Funeral For A Friend - Hours
(Wednesday June 29, 2005 4:22 PM
)
Released on 13/06/05
Label: Atlantic
The 90s shift from grunge to 'emotional' hardcore took place pretty much below the media radar. One moment Nirvana, Mudhoney and Hole were making cock rock redundant with their cocktail of pure punk rock, raw emotion and (lest we forget) humour. The next and Limp Bizkit, Papa Roach and Linkin Park are spraying open a six-pack, throwing earnest hip-hop shapes generally bossing the whole post-Cobain scene. Baggy shorts and small foreheads are fashionable, emotion comes fed through a corporate drip pipe and humour is most definitely off the agenda.
(Actually, scrub that, Linkin Park are really quite hilarious.)
Funeral For A Friend fit pretty seamlessly into this brave nu world. They're metal for the "Big Brother Pepsi group hug type generation. The genre is effectively nothing more than a sanitised lighter-waving appropriation of 'feeling' that mixes un-ambitious 80s pop with widdly guitars.

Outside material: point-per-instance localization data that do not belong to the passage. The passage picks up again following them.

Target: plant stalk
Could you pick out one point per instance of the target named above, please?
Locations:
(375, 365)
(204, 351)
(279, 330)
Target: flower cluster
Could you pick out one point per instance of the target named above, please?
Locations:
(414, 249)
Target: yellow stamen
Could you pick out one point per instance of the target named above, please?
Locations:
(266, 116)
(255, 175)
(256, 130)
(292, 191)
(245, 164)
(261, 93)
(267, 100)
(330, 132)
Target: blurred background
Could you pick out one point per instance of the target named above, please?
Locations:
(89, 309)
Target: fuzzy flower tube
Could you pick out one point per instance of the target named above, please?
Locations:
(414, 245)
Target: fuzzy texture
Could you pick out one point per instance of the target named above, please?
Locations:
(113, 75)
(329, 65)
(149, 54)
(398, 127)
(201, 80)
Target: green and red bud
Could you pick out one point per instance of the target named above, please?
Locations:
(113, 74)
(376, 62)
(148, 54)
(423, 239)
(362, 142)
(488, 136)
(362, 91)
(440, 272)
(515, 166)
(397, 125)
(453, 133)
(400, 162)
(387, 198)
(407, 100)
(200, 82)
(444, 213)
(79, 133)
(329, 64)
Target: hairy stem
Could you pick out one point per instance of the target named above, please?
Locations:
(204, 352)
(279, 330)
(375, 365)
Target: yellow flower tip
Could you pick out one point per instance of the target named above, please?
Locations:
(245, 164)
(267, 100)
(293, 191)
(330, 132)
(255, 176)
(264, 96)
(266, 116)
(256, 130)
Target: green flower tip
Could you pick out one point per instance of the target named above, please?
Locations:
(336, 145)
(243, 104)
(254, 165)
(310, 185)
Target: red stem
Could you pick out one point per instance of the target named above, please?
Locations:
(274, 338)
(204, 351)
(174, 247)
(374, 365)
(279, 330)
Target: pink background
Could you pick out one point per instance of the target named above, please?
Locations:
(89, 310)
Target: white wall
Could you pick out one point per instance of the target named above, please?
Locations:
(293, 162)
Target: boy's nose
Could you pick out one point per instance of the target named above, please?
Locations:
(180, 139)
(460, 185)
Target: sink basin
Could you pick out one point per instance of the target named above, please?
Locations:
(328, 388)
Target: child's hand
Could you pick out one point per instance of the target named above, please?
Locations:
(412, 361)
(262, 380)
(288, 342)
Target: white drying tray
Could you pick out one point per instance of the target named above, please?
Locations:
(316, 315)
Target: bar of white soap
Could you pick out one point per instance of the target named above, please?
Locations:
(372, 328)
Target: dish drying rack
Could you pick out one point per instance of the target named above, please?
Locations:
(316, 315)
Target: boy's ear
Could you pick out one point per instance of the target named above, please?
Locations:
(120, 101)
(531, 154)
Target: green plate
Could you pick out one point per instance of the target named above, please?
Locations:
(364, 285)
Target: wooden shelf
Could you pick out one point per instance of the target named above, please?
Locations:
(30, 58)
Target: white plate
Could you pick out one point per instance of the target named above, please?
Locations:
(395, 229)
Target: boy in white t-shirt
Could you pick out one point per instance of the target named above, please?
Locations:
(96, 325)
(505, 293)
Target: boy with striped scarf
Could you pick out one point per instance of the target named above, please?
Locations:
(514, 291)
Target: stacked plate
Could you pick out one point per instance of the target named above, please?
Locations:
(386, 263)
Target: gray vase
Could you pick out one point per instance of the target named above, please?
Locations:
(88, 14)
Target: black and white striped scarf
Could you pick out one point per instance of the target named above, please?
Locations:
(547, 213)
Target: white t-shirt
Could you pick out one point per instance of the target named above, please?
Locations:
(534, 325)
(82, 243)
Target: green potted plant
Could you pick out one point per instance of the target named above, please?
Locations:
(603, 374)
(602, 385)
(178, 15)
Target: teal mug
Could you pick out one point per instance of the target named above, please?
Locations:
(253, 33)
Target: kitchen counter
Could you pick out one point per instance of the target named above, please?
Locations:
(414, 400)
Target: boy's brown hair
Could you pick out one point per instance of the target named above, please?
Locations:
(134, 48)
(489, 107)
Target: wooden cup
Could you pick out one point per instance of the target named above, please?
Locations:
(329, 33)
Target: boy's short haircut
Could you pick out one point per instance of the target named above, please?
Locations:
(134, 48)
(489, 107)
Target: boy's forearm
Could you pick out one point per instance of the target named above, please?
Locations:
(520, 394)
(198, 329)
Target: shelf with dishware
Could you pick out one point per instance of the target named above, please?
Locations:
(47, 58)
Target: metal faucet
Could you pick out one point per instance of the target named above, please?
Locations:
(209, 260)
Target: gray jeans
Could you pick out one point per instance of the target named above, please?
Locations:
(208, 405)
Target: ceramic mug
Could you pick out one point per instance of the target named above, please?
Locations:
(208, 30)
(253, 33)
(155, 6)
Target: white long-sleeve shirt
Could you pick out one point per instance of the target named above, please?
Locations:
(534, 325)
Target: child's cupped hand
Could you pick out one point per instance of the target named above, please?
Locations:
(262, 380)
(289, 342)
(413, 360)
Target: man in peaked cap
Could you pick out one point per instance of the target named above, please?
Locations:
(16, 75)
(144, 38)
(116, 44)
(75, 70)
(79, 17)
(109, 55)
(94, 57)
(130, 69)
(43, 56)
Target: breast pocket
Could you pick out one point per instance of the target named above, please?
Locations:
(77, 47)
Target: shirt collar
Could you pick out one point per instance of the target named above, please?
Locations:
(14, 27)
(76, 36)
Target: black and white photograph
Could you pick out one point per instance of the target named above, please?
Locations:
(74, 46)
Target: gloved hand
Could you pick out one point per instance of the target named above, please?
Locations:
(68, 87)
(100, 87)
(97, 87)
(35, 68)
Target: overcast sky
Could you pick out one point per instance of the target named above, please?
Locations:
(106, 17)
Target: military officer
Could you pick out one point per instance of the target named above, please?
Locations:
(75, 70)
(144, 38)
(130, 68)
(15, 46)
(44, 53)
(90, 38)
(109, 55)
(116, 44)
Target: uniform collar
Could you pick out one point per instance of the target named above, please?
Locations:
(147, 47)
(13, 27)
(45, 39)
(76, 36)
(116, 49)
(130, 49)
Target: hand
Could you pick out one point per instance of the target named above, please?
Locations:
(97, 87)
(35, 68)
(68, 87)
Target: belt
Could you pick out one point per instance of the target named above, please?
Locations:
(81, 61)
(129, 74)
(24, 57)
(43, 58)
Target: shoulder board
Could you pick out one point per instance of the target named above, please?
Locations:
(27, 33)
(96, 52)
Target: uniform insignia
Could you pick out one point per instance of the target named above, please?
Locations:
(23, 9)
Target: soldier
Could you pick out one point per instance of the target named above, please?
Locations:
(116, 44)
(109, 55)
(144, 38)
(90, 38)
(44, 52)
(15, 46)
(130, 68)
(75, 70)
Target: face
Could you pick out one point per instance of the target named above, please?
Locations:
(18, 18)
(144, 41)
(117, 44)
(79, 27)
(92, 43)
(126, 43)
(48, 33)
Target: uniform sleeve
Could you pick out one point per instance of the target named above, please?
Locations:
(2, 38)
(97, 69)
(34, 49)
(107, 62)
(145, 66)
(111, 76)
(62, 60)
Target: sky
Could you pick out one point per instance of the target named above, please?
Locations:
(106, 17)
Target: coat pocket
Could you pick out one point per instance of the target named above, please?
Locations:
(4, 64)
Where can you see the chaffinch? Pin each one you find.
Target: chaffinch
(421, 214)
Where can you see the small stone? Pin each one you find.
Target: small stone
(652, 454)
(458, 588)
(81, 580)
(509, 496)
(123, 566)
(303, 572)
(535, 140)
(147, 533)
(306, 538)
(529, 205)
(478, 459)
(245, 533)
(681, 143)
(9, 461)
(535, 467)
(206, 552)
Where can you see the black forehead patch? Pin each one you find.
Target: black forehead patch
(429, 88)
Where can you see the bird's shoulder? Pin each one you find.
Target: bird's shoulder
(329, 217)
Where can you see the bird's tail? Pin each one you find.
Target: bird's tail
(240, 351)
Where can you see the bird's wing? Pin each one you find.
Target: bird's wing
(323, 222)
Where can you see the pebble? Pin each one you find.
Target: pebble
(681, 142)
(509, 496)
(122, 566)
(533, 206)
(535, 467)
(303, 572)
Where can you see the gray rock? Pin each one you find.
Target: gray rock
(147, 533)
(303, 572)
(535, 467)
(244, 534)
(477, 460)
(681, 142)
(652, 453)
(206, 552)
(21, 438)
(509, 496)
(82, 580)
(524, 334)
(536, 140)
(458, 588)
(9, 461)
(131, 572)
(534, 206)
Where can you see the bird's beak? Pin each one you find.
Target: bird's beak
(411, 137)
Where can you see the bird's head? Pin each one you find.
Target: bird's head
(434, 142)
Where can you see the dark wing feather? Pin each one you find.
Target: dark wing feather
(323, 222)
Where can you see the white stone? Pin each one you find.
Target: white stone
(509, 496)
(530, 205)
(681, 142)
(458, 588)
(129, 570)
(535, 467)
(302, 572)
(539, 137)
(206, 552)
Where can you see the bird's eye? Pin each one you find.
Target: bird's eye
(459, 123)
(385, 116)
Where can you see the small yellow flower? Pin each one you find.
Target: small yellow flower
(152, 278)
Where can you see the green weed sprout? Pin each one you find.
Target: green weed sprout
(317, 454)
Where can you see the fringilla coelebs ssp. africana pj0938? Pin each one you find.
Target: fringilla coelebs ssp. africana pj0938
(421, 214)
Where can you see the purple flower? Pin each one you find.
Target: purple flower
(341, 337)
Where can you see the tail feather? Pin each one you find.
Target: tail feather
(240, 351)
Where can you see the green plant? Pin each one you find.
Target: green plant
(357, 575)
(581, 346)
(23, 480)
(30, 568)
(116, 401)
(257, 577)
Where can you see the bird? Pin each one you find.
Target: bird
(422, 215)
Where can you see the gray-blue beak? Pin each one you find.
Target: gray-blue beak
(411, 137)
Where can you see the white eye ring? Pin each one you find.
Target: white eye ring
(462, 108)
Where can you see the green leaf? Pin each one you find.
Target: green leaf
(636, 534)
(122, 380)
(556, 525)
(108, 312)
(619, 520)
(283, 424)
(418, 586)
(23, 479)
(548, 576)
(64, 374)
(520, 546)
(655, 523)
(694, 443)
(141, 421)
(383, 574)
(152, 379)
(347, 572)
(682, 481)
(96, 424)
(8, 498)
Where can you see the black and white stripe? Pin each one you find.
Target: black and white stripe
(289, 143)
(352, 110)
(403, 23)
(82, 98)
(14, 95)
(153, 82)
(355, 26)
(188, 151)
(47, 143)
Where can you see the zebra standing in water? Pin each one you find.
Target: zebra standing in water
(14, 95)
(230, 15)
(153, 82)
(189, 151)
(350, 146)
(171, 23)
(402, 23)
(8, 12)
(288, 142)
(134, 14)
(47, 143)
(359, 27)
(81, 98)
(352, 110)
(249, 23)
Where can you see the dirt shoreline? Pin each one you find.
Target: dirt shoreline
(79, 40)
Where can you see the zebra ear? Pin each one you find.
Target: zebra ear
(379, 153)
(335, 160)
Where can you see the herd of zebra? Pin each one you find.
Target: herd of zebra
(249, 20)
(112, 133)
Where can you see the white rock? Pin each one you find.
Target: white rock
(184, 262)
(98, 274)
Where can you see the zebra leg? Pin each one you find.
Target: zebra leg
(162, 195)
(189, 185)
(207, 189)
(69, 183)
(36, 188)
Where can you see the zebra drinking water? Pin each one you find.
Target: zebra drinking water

Exactly the sort of vehicle Charlie Simpson had in mind when he ditched Busted.
Production-wise FFAF are undoubtedly able to wreak a sleek and powerful noise. Produced by Terry Date (Pantera, Deftones, Soundgarden) "Hours" is certainly a well-honed beast. But while there's scant fat on their young bones, after a while it begins to sound unerringly similar to early Iron Maiden; albeit Maiden fronted by a younger, Welsh version of Simon Le Bon. Instead of songs about numbers of beasts and rimes of ancient mariners it's all, like, 'emotional'.
The result is generally a whole lot of incoherent and too-sincere teen angst. Opener "All The Rage" is the band in a microcosm. Stuttering riffs heave away in the best metal tradition, drums bang in staccato patterns and singer Matt Davies does his best Chester Bennington impression.
On "Streetcar" and "Roses For The Dead" (which, with a riff of Muse-like ferocity, is the album's highlight) he's bellowing, "So goodbye to you and your life," and "It's not your fault, you feel betrayed". Elsewhere, "Drive" chugs aimlessly, like some MOR soundtrack to a Tom Cruise film from 1985 as performed by Roxette. "This could be a movie, this could be our final act, we don't need these happy endings," croons Davies, straight from the nu-autocue.
There are highlights, of course. "Hospitality" boasts another brutal riff and "Recovery" again shows shades of Muse, but overall the album's pleasures will mostly remain hidden to all but FFAF's considerable fanbase. As an exercise in replicating the sound of growing pains it's unerringly accurate. Which, for the rest of us, makes "Hours" an album you can identify with, but not one you'd necessarily want to revisit.